Septiembre en América del Sur

Cuando llega septiembre por estas tierras de América del Sur, uno no deja de pensar en los jacarandás aún adormecidos, pero con muchos brotes, en el frío que se aleja, en soles más fuertes; y “primavera” deja de ser solo una estación y aparecen milagrosamente ejemplos y diferencias, porque todo se tiñe con los colores del arte, la melodía inconfundible de la música y la renovada esperanza de las alegrías estudiantiles. Lo primero que nos asalta es la primavera de Botticelli, quien ya en 1480, en plena Florencia renacentista, imaginó su celebérrimo cuadro. Era un tiempo en que la ciudad olía a óleos densos, discusiones platónicas o no tanto; donde Lorenzo de Medici abría sus salones a filósofos, poetas, pensadores y nobles, para nutrir el arte y la historia.

En ese marco, Botticelli creó una ronda casi alada, suspendida, las Tres Gracias sutilmente entrelazadas, mientras Venus irradia serenidad y Mercurio aporta las nubes que colorean el cielo. Todo es lirismo que celebra el amor y la naturaleza. En aquel jardín imaginario la primavera se eternizó, pura y sin las heridas del tiempo. La Toscana en su esplendor y un ejemplo clásico de lo bello. Le cabe al nobilísimo Botticelli dejarnos una primavera idealizada, la que se estudia en las academias, se cuelga en un museo, y donde se contempla en el éxtasis de la perfección, que atraviesa la eternidad.

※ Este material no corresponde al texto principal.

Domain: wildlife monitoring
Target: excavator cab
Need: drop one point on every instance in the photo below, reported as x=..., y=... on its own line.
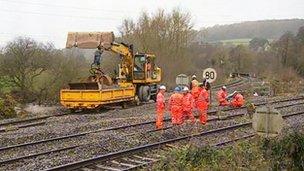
x=145, y=69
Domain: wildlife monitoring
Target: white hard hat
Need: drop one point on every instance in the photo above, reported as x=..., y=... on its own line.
x=162, y=87
x=186, y=89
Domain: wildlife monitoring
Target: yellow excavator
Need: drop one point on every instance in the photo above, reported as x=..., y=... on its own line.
x=136, y=80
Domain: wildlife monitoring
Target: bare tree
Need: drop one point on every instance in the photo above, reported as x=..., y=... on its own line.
x=24, y=60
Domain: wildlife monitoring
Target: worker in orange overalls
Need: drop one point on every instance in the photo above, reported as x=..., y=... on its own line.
x=202, y=104
x=194, y=82
x=175, y=106
x=237, y=100
x=160, y=107
x=188, y=104
x=195, y=89
x=222, y=97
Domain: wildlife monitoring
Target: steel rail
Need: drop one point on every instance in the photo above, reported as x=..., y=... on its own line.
x=124, y=127
x=106, y=157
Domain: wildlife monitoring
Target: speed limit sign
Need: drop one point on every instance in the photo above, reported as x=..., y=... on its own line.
x=210, y=74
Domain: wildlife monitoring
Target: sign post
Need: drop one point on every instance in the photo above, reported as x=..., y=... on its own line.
x=210, y=75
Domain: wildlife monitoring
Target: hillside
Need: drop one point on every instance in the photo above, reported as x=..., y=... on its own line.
x=270, y=29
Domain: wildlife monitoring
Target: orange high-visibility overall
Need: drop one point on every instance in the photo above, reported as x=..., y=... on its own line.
x=175, y=107
x=221, y=98
x=188, y=103
x=237, y=101
x=160, y=109
x=202, y=105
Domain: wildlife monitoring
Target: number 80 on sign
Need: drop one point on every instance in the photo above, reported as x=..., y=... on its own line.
x=210, y=74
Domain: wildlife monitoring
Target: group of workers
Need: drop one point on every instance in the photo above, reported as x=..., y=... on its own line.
x=184, y=100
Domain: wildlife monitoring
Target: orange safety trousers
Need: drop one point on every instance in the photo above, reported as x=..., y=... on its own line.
x=159, y=118
x=176, y=115
x=188, y=114
x=202, y=109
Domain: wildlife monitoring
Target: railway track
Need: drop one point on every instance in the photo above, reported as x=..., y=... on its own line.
x=41, y=120
x=106, y=129
x=144, y=123
x=131, y=158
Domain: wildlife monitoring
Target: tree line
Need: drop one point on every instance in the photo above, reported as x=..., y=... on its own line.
x=35, y=72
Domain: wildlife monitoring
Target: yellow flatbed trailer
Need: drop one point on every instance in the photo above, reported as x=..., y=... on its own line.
x=90, y=99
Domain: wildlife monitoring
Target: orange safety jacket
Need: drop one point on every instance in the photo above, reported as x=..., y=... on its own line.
x=237, y=101
x=160, y=101
x=188, y=102
x=203, y=99
x=175, y=102
x=221, y=98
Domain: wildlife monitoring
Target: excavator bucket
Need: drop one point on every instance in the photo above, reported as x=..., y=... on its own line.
x=90, y=40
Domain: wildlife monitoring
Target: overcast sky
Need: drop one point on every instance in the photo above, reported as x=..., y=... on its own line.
x=50, y=20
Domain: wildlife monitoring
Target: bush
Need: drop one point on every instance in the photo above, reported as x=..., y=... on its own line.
x=287, y=153
x=7, y=106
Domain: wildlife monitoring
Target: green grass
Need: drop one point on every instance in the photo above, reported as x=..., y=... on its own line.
x=236, y=42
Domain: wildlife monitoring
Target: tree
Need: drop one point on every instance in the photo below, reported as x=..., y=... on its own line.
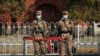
x=14, y=7
x=87, y=10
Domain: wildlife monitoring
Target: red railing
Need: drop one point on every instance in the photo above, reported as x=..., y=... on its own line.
x=41, y=39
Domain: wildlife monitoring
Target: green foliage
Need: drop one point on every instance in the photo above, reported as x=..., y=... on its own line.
x=14, y=7
x=87, y=10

Pero hay otras primaveras, que llegan con un tambor que golpea la tierra. Es la música de Stravinsky, con La consagración de la primavera, con su ballet y su concierto orquestal, creada para la temporada de 1913, en París, para la Compañía de los Ballets Rusos de Serguei Diaghilev, con coreografía del genial Nijinsky, quien nos invita con su ritmo a celebrar la vida. No hay ninfas vestidas con flores, sino cuerpos que laten, que atruenan la tierra para despertarla. La música estalla como un verdadero y furioso terremoto, con acordes fortísimos, que no acarician, conmueven. La misma coreografía muestra cuerpos, ya no los etéreos de Botticcelli, sino primitivos, terrenales, arrodillados ante la tierra, clamando por fertilidad. Stravinsky nos arroja musicalmente a la primavera real, la que enciende a los animales, la que quiebra el hielo, la que nos promete que la hierba y las flores crecerán con la fuerza irreprimible de la vida.

Y si todo esto fuera poco, los argentinos tenemos nuestra autóctona primavera. Y esta coincide con el Día del Estudiante, que nos lleva al universo de la juventud, el bullicio, a la alegría de pasear por parques –el icónico Palermo, o en el caso de los más audaces irse hasta el Tigre–. Canastas que anuncian pícnics, desbordantes de comestibles, y la certeza de que nadie pasará sed si el día es muy caluroso. Aunque también se han dado festejos con lluvias o soles muy ligeros. La fiesta no se posterga por mal tiempo. La existencia en sí misma late con fuerza, la libertad florece, el futuro es cercano y a la vez incierto. Un renacer de los sentidos. Algunos han concluido que la vida es mucho más fuerte que la muerte.

La primavera no solo es arte, música o el bullicio estudiantil. Es mucho más que todo eso junto. Es la fuerza de la tierra, que nos convoca a la insistencia obstinada de la vida, a la inclaudicable voluntad de la condición humana de alcanzar la felicidad, en el formato en que cada uno considere que puede, en ese largo derrotero que es subsistir. Festejemos como cada uno quiera y pueda la primavera, en la certeza de dar un voto positivo por la vida.